WEDNESDAY, JUNE 9, 1943

HOUSE OF REPRESENTATIVES,

SUBCOMMITTEE OF THE COMMITTEE ON INTERSTATE

AND FOREIGN COMMERCE,
Washington, D. C.

The subcommittee met, pursuant to call, at 10 a. m., in the committee room, New House Office Building, Hon. Clarence F. Lea (chairman) presiding.

The CHAIRMAN. The committee will please come to order.

Yesterday morning Mr. Frum discussed the problems involved in the hearings before this committee in reference to the Securities and Exchange Act. A large part of the discussion was informal and will be omitted from the record. But he gave a discussion that I would say might be described as a history of the initiation and evolution of the sale of securities that I think would be interesting from a historical standpoint. I do not know whether Mr. Frum will agree with me in my classification of what the subject covered, but that will be printed in the record.

(The statement above referred to is as follows:)
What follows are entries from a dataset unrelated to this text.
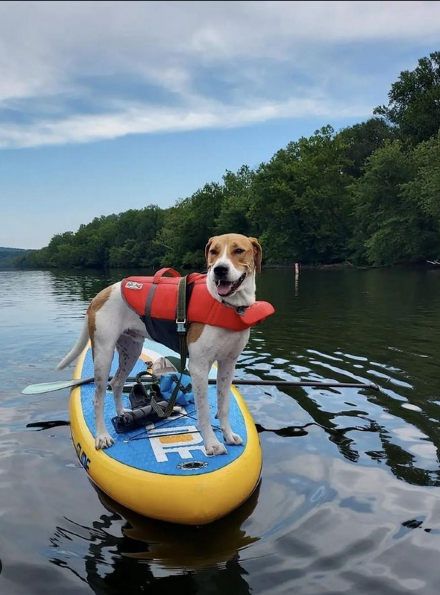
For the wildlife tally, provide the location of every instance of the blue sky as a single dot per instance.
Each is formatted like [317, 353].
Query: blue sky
[107, 106]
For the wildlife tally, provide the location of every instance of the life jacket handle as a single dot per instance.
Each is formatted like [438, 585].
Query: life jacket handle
[163, 272]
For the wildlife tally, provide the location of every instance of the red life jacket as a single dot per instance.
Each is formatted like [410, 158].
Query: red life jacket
[154, 299]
HISTORY AND DEVELOPMENT OF SECURITY FINANCING AND INVESTMENT BANKING IN THE UNITED STATES

STATEMENT BY PAUL W. FRUM, SPECIAL COUNSEL TO THE SECURITIES ACTS SUBCOMMITTEE, HOUSE COMMITTEE ON INTERSTATE AND FOREIGN COMMERCE

I. Prior to 1820

In the early economic and business history of the United States, there was no security financing of industry and business or of their growth and expansion. Naturally there was no investment banking system to perform the economic function of channeling surplus savings into productive business and industry. The development of security financing, and the subsequent implementing of such financing through a system of underwriting and public distribution of new issues, awaited a stage of industrial, business, and financial development which, on the one hand, would create a need for the performance of such economic functions and, on the other hand, would make their performance possible. The small size of industrial and business units in this period made such a system of financing unnecessary; and nonuse of the corporate form of doing business and absence of any substantial class with surplus savings would have made the establishment and operation of such a system difficult and probably impracticable. It was not until the Nation reached a much higher stage of industrial, business, and financial development that such a system was needed or feasible.

Due to inadequacy of early records, there is no evidence bearing directly upon the period before 1820, but the foregoing is a fair inference from the testimony dealing with later periods.